Completely arbitrary cutoff points:
Justin Verlander since May 11: 5.22 ERA.
Doug Fister since May 9: 4.55 ERA.
Anibal Sanchez since May 18: 3.33 ERA plus DL time.
Rick Porcello since start of season: 4.49 ERA.
Max Scherzer: He's fine.
With Verlander getting rocked again on Thursday -- 11 hits and seven earned runs in a loss to the White Sox -- concerns about him continue to mount. He hasn't struck out more than five batters in his past eight starts and has averaged 5.5 strikeouts per nine innings over that stretch, which ranks 89th out of 110 qualified starters. We know his fastball velocity is still down from previous years and hitters are taking advantage, batting .306 against it after hitting .233 the previous two seasons.
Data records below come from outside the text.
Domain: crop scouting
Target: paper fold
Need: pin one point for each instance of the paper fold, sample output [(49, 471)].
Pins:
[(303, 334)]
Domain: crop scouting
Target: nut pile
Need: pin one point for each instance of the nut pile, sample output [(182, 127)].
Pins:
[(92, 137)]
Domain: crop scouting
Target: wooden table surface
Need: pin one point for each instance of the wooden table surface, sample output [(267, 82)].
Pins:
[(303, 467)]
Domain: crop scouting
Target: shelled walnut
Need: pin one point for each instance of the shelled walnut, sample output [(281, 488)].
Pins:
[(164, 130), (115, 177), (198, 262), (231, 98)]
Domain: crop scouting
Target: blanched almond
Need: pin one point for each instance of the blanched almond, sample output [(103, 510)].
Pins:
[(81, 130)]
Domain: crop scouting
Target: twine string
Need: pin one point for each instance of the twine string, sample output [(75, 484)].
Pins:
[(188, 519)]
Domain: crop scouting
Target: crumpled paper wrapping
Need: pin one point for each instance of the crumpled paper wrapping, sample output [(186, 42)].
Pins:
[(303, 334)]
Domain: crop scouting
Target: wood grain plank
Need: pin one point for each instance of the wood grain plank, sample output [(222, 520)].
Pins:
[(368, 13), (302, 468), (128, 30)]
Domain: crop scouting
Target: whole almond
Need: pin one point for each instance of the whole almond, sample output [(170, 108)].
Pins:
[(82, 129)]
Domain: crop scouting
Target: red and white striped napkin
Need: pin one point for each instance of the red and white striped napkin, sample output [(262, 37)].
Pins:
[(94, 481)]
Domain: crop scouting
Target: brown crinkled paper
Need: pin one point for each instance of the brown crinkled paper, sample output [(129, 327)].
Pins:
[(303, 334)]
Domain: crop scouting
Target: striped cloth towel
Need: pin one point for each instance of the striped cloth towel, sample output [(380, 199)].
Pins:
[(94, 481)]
But Verlander isn't the only pitcher in the rotation Tigers fans should be concerned about. After a hot start, Fister has hardly dominated. Using an even smaller sample size, he's allowed 45 hits, including seven home runs, over his past 34 1/3 innings. Sanchez has allowed just one run his past two outings, but the Tigers are being cautious with his shoulder, and he hasn't pitched more than six innings in four starts since returning from the DL. Porcello continues to run hot-and-cold, with four scoreless starts since May 28 mixed in with several blow-up outings.
Not long ago, we were talking about the potentially historic stature of this rotation. Since May, Detroit's starting rotation has posted a 3.87 ERA, not much better than Cleveland's 3.98 mark. To be fair, Tigers starters are still averaging more innings and allowing a lower OPS since May 1 (.690 versus .719), but the gap between the two rotations isn't as dramatic as it appears when just looking at the names. And since June 25, Indians starters have actually allowed a lower OPS than Tigers starters. (Yes, team defense factors in here.)
Look, the Indians don't have anyone as good as Scherzer, and moving forward you would certainly be more likely to bet on Verlander and Fister than Scott Kazmir and Corey Kluber, but baseball has a funny way of proving us wrong. Take away the 13 starts the Indians gave Carlos Carrasco (9.10 ERA), Brett Myers (8.02 ERA) and Trevor Bauer (5.29 ERA), and the five guys currently in the rotation -- Justin Masterson, Kluber, Kazmir, Ubaldo Jimenez and Zach McAllister have been pretty solid -- with Jimenez's 4.49 ERA the only one over 4.00.
The Indians are just three games behind the Tigers, but Detroit's run differential is much better (plus-99 to plus-36). Since May 1, the Indians are 42-35 and the Tigers are 41-35. Miguel Cabrera has missed the past three games with an injured hip flexor, and while nobody is saying it will be a lingering issue, you never know. Prince Fielder has hit .256/.339/.407 since May 1, which means he's hardly that big second threat behind Cabrera, and Jhonny Peralta is returning to more normal levels of production of late (.244/.299/.378 over his past 33 games). Right now, the offenses are comparable.
I'm still betting on the Detroit to win the division -- the Indians, after all, will have to play better than the Tigers to catch them -- but I think we're heading to a similar scenario as last year, when the Tigers didn't put the White Sox away until the final week of the season. Ryan Pinheiro of It's Pronounced Lajaway isn't quite so optimistic, arguing the Indians are a still a big hitter and ace starter away from playoff contention. Maybe so, but I believe the Indians are going to hang in there.